4NF(Fourth Normal Form)
4NF is a Fourth-level Normal Form. It requires table to:
- Be in BCNF
- Has no non-trivial multivalued dependencies(MVDs).
Example
Before Normalization 🟥
| student_id | hobby | skill |
|---|---|---|
| 1 | soccer | C++ |
| 1 | soccer | Python |
| 1 | reading | C++ |
| 1 | reading | Python |
Here, hobby and skill exhibit multivalued dependencies. Student 1 has multiple hobbies and multiple skills, but since hobby and skill are independent attributes, their combinations result in redundancy. This indicates a violation of 4NF.
After Normalization ✅
| student_id | hobby |
|---|---|
| 1 | soccer |
| 1 | reading |
| student_id | skill |
|---|---|
| 1 | C++ |
| 1 | Python |
We decompose into two separate relations to remove the MVDs. Now student_id and hobby has only two tuples. The same is true for student_id and skill.
5NF(Fifth Normal Form)
5NF is a Fifth Normal Form. It requires table to:
- Be in 4NF
- It cannot be decomposed into any number of smaller tables without losing data or introducing spurious (invalid) tuples, and.
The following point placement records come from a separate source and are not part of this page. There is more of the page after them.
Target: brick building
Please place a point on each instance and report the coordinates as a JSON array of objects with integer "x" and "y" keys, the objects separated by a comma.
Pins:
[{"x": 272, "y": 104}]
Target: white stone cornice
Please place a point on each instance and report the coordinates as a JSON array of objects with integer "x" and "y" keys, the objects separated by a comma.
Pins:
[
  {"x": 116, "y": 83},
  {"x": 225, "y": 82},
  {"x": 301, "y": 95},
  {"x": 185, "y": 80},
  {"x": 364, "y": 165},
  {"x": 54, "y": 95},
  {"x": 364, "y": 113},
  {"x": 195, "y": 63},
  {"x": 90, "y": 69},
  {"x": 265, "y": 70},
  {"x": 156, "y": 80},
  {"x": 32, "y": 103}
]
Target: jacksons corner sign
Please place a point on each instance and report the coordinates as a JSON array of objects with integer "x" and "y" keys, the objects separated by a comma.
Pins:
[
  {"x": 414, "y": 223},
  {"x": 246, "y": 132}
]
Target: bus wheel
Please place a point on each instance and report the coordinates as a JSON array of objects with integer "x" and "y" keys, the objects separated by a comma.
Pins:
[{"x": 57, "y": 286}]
- All join dependencies are a consequence of the candidate keys.
Example
Before Normalization 🟥
| Student | Language |
|---|---|
| Alice | English |
| Alice | French |
| Student | Certificate |
|---|---|
| Alice | English Master |
| Alice | French Master |
If we join these tables:
| Student | Language | Certificate |
|---|---|---|
| Alice | English | English Master |
| Alice | French | English Master |
| Alice | English | French Master |
| Alice | French | French Master |
But what we want is:
| Student | Language | Certificate |
|---|---|---|
| Alice | English | English Master |
| Alice | French | French Master |
So, we Decomposition into 3 projections in 5NF.
After Normalization ✅
| Student | Language |
|---|---|
| Alice | English |
| Alice | French |
| Language | Certificate |
|---|---|
| English | English Master |
| French | French Master |
| Student | Certificate |
|---|---|
| Alice | English Master |
| Alice | French Master |
Now we can get what we want.
Final Thoughts
According to what I’ve heard, in practical work, many developers limit database tables to between 3NF and BCNF. So, I think it’s important for us to have a solid understanding starting from BCNF. Let’s go over the remaining normalization forms when the time comes.